More than half of Canadian households with an internet subscription (57 per cent or 6.7 million) said they streamed Netflix in the past month, up from 48 per cent in October. SRG estimated Netflix’s total subscriber count at 6.1 million in Canada, excluding multiple households that use the same account.
Convergence Research Group estimates an even higher number of Canadian Netflix subscribers at 6.7 million, up from 6.4 million at the end of 2017, founder Brahm Eiley said in an email.
The reports came a day after Netflix announced that it had 7.4 million new subscribers in first quarter — 5.46 million based outside the U.S. That’s a 50 per cent increase from last year despite price increases that helped boost streaming revenue 43 per cent to US$3.6 billion. Those results sent the company’s shares soaring up more than nine per cent on Tuesday, closing at US$336.06 in New York.
The growth comes as Canadian telecom and cable providers increasingly focus on selling high-speed internet products — all the better to stream video content on multiple devices — as television subscription revenue stagnates.

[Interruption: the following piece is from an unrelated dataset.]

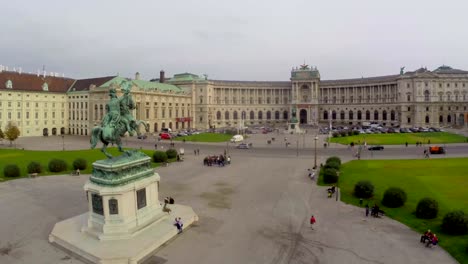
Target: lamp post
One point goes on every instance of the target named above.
(315, 151)
(336, 196)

Its ever-larger presence is forcing the government and creative industries to grapple with disruption in the production and consumption of Canadian content.

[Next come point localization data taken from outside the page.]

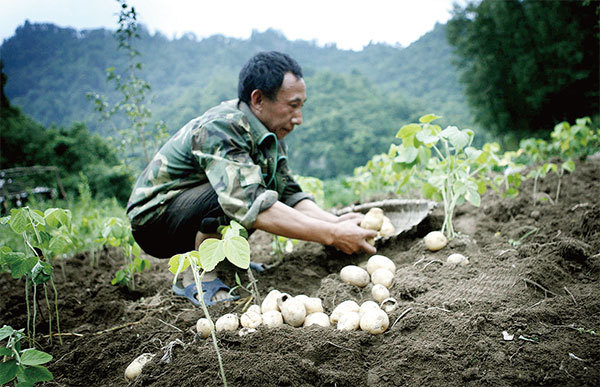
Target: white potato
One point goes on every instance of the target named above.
(373, 219)
(366, 306)
(203, 327)
(317, 318)
(380, 261)
(389, 304)
(250, 319)
(354, 275)
(313, 305)
(349, 321)
(134, 369)
(457, 259)
(227, 322)
(272, 319)
(292, 310)
(387, 228)
(270, 301)
(380, 292)
(383, 277)
(343, 308)
(375, 322)
(435, 240)
(254, 308)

More Canadians are exclusively relying on the internet and forgoing TV subscriptions, SRG reported.
“We’ve observed the highest level of single-play internet-only households (no paid TV) we have ever seen in Canada,” SRG stated.
About one in five (19.6 per cent) of households with internet did not have a TV subscription, up from 16.5 per cent last year and 10.5 per cent five years ago.

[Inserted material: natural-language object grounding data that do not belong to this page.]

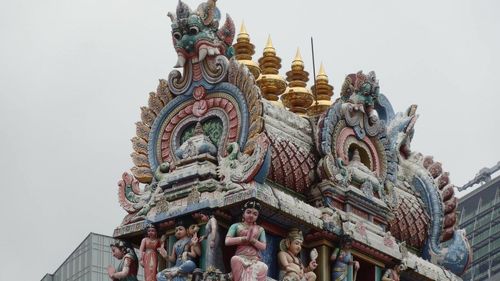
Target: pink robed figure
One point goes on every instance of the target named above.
(250, 239)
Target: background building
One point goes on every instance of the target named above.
(88, 262)
(480, 217)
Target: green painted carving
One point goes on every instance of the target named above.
(212, 128)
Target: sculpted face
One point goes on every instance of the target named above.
(152, 232)
(250, 215)
(117, 252)
(295, 246)
(180, 232)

Even those with TV subscriptions opt to sign up for online streaming as well, with 58 per cent also subscribing to services such as Netflix, Club Illico and Sportsnet Now, according to CBC/Radio-Canada’s Media Technology Monitor fall survey.
Netflix may be the largest, but it’s just one of 24 over-the-top video providers in Canada such as CraveTV, DAZN and Amazon Prime. Revenue for the entire streaming industry surged 29 per cent to $872 million in 2017, according to Convergence estimates. (It did not include revenue from Amazon Prime, as that service didn’t increase its price when it added video content to the membership.)
“We forecast in 2020 there will be more (over-the-top) subscriber households than TV subscribers in Canada,” Eiley said.
Television subscribers are slowly dwindling in Canada, according to research reports, financial statements and the federal broadcast regulator. The Canadian Radio-television and Telecommunications Commission said 76.2 per cent of households subscribed to TV packages as of Aug. 31, 2016, down from 82.8 per cent in 2012. Convergence estimates that percentage dropped to 71.9 per cent by the end of 2017.
Eiley predicts it could get even tougher for TV providers as more online streaming players enter the market. CBS All Access announced plans to come to Canada in June, and Disney plans to stream its content directly to consumers by 2019, although it’s unclear when or whether it will offer the service in Canada.